Peace Day still relevant, says PALS head
General manager of Peace and Love in Society (PALS), Janilee Abrikian, believes there is still a need to honour Peace Day, due to the nature and dynamic of Jamaica's violent landscape.
"Peace Day in its broad sense, is still relevant because we are a violent country and that in many levels of the society, we don't use skills, perhaps because we don't have them, to solve conflict in a positive way," she said.
Peace Day, which is observed on the first Tuesday of March annually was held virtually this year, due to COVID-19. Now, in its 27th year, the organisers believe it is even more necessary to have a peace promoting event. Abrikian shared that the society needs more investment in conflict resolution initiatives geared at young children.

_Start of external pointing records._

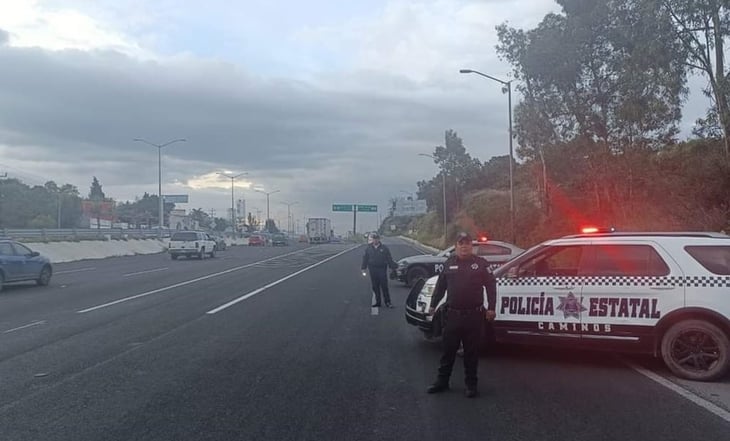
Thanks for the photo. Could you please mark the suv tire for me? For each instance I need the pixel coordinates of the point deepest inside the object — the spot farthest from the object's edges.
(696, 350)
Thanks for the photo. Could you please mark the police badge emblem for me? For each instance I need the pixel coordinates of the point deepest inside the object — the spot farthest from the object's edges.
(571, 306)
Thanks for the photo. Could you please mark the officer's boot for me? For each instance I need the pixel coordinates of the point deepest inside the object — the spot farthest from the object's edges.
(441, 385)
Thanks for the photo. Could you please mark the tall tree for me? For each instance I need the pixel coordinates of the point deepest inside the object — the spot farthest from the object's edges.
(607, 75)
(96, 193)
(702, 27)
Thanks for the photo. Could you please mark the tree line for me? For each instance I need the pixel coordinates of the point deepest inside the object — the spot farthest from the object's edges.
(603, 86)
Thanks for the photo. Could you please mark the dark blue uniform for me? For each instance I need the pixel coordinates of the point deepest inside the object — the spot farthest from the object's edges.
(377, 260)
(465, 280)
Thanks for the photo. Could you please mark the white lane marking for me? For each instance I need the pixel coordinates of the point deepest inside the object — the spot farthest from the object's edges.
(37, 323)
(265, 287)
(187, 282)
(144, 272)
(705, 404)
(74, 271)
(374, 310)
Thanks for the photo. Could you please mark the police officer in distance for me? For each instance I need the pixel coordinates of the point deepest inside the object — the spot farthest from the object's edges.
(377, 259)
(464, 275)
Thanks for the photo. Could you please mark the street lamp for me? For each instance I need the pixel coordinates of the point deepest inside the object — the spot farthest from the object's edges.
(507, 88)
(443, 179)
(233, 208)
(268, 193)
(159, 175)
(288, 215)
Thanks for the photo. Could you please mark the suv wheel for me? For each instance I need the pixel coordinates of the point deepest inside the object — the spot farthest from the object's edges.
(415, 274)
(45, 276)
(696, 350)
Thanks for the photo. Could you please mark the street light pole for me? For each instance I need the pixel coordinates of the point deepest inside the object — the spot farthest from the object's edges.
(268, 212)
(233, 207)
(443, 180)
(507, 88)
(159, 176)
(288, 215)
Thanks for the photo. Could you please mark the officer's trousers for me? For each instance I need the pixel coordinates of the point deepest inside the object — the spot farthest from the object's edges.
(379, 280)
(462, 327)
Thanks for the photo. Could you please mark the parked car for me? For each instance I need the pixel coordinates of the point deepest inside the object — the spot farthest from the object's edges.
(18, 263)
(279, 239)
(664, 294)
(191, 243)
(220, 242)
(413, 268)
(256, 240)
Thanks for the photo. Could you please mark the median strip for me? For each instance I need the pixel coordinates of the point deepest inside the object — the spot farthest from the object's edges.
(272, 284)
(187, 282)
(144, 272)
(80, 270)
(37, 323)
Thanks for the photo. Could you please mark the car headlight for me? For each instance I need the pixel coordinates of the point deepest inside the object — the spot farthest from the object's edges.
(427, 290)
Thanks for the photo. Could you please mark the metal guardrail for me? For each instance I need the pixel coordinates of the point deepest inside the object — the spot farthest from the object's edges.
(75, 234)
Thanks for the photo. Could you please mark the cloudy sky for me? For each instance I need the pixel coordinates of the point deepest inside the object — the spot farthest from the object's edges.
(328, 101)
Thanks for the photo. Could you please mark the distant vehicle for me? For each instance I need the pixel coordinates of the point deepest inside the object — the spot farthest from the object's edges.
(279, 239)
(220, 242)
(319, 230)
(410, 269)
(191, 243)
(19, 263)
(256, 240)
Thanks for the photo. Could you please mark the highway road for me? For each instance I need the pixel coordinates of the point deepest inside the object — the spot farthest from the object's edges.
(282, 344)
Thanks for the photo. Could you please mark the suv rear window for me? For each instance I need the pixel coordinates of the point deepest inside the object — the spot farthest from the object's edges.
(627, 260)
(187, 236)
(491, 250)
(715, 258)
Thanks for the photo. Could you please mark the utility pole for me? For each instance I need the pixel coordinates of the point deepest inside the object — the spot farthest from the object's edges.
(159, 176)
(288, 215)
(233, 204)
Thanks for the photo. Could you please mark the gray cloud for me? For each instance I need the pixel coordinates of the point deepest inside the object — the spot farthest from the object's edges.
(75, 113)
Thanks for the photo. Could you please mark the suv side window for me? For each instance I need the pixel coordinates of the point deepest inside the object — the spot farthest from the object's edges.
(715, 258)
(554, 261)
(6, 249)
(626, 260)
(22, 250)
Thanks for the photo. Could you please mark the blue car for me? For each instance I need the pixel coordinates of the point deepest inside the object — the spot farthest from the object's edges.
(19, 263)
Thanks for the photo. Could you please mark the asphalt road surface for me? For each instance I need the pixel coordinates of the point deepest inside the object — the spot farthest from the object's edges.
(282, 344)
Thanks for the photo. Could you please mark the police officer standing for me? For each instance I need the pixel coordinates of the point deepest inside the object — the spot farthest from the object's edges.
(464, 275)
(377, 259)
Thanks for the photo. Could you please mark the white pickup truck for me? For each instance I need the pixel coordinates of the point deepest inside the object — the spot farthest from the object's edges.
(191, 243)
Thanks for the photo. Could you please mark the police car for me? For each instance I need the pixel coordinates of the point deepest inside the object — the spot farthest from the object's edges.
(666, 294)
(413, 268)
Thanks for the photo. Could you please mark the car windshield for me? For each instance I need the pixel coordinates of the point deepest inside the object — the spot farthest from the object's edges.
(184, 237)
(200, 182)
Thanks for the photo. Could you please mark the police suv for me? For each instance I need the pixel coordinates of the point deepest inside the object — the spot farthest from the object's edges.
(666, 294)
(413, 268)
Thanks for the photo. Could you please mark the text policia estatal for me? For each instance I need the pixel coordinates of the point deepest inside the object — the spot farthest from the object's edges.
(543, 305)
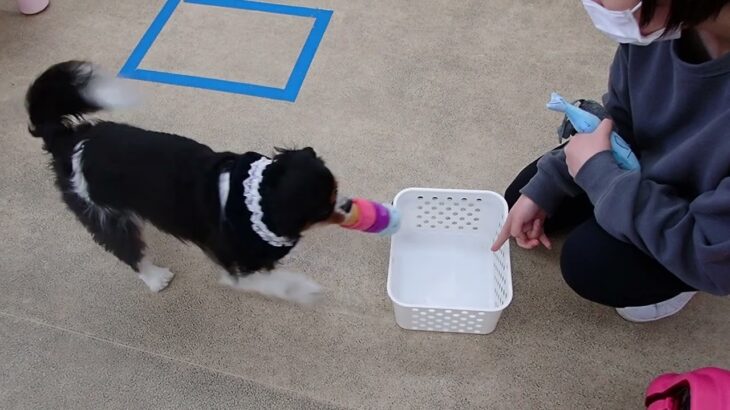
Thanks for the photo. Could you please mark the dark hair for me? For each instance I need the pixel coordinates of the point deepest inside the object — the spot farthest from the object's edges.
(685, 13)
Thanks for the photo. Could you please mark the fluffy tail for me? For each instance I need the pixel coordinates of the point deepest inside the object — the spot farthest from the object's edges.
(72, 89)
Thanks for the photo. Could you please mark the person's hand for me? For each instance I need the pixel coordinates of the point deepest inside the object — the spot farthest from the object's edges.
(525, 223)
(583, 147)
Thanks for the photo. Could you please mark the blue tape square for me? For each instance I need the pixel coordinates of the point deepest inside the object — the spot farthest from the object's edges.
(296, 78)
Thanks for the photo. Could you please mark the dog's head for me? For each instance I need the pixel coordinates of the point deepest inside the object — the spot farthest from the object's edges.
(298, 191)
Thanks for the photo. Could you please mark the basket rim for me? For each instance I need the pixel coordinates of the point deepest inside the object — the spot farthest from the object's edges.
(506, 248)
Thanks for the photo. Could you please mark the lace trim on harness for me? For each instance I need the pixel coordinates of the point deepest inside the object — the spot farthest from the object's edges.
(253, 203)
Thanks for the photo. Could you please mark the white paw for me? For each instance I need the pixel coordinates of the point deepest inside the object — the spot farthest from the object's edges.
(155, 277)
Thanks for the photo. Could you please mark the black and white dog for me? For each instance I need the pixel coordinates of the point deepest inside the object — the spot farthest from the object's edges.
(246, 211)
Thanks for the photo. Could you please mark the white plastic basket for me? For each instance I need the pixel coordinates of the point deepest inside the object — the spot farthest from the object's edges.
(443, 275)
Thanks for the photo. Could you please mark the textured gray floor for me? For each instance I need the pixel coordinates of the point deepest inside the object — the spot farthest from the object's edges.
(409, 93)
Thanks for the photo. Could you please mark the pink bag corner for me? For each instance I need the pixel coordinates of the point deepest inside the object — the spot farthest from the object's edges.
(702, 389)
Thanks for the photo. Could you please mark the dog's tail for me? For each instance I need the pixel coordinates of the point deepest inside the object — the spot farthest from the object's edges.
(70, 90)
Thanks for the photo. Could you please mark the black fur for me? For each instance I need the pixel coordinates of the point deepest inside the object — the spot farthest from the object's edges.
(168, 180)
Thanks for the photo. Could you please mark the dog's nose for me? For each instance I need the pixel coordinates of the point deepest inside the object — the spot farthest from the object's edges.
(344, 205)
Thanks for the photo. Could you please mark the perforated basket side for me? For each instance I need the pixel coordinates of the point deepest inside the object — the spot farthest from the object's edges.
(446, 320)
(502, 273)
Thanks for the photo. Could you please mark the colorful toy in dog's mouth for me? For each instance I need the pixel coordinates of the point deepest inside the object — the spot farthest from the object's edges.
(368, 216)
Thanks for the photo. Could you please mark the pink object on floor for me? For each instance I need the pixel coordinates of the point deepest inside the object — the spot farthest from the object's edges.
(702, 389)
(32, 6)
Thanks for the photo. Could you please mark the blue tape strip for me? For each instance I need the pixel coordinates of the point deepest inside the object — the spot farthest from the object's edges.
(258, 6)
(211, 84)
(296, 78)
(148, 38)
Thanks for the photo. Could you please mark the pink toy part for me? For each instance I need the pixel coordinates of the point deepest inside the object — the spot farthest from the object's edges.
(32, 6)
(382, 218)
(393, 223)
(367, 214)
(707, 388)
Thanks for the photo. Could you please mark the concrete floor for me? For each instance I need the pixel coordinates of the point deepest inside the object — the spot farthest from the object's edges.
(432, 93)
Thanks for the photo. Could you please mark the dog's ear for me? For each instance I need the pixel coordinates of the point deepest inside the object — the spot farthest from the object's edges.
(310, 151)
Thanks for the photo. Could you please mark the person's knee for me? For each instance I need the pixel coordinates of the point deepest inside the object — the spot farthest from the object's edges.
(512, 194)
(579, 270)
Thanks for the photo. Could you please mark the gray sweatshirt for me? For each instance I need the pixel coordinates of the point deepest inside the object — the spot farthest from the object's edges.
(676, 116)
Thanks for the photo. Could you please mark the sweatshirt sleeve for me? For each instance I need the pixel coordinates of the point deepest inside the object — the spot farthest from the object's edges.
(552, 182)
(690, 238)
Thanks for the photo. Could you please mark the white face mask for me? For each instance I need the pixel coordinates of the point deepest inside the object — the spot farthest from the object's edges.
(622, 27)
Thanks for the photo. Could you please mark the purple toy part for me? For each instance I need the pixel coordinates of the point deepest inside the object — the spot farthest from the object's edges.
(382, 219)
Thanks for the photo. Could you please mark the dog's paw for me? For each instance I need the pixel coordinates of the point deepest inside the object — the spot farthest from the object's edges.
(298, 288)
(156, 278)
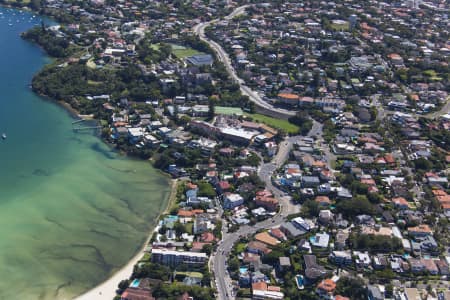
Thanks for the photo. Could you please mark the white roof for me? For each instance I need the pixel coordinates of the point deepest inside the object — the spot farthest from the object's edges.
(173, 252)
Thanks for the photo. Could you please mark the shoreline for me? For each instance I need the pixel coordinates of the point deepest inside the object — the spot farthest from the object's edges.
(106, 290)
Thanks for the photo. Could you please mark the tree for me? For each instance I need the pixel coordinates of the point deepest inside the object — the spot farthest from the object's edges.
(423, 164)
(351, 287)
(211, 108)
(207, 248)
(310, 208)
(356, 206)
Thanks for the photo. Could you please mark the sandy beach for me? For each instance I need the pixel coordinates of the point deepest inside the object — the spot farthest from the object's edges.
(107, 289)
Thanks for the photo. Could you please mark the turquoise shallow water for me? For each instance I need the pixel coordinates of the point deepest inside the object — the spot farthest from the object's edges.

"I think if you invest in teaching children how to solve their conflicts, how to control their anger, they will grow up into adults who can do so. I think you need to take both a long-term and short-term view. The short-term view is a traditional one. You have workshops for teachers, workshops in communities for residents and parents. That is critical because in many cases, very young parents are bringing up children and they don't have the skills of parenting or conflict resolution thus creating problems that are bigger," she said.
She added that there is "a hunger for wanting to change things in the society", which requires greater involvement from citizens. Abrikian admitted that Peace Day was not on her mind, as there was a preoccupation with Jamaica's COVID cases. However, she said teachers islandwide enquired about this year's happenings and she felt compelled to plan the virtual concert, which amassed more than 9,000 viewers online.
Executive Director of the Peace Management Initiative (PMI), Damian Hutchinson, said the organisation partnered with the Violence Prevention Alliance for this year's Peace Day.
"The PMI will, throughout the month of March, be having a number of peace-building activities, primarily in the communities of East Kingston around the theme 'Peace building in the pandemic', where we will be working with communities to see how the pandemic has affected them, how it has possibly caused an increase in conflicts and how they themselves envision how best to treat these new problems and the type of support they need," Hutchinson said.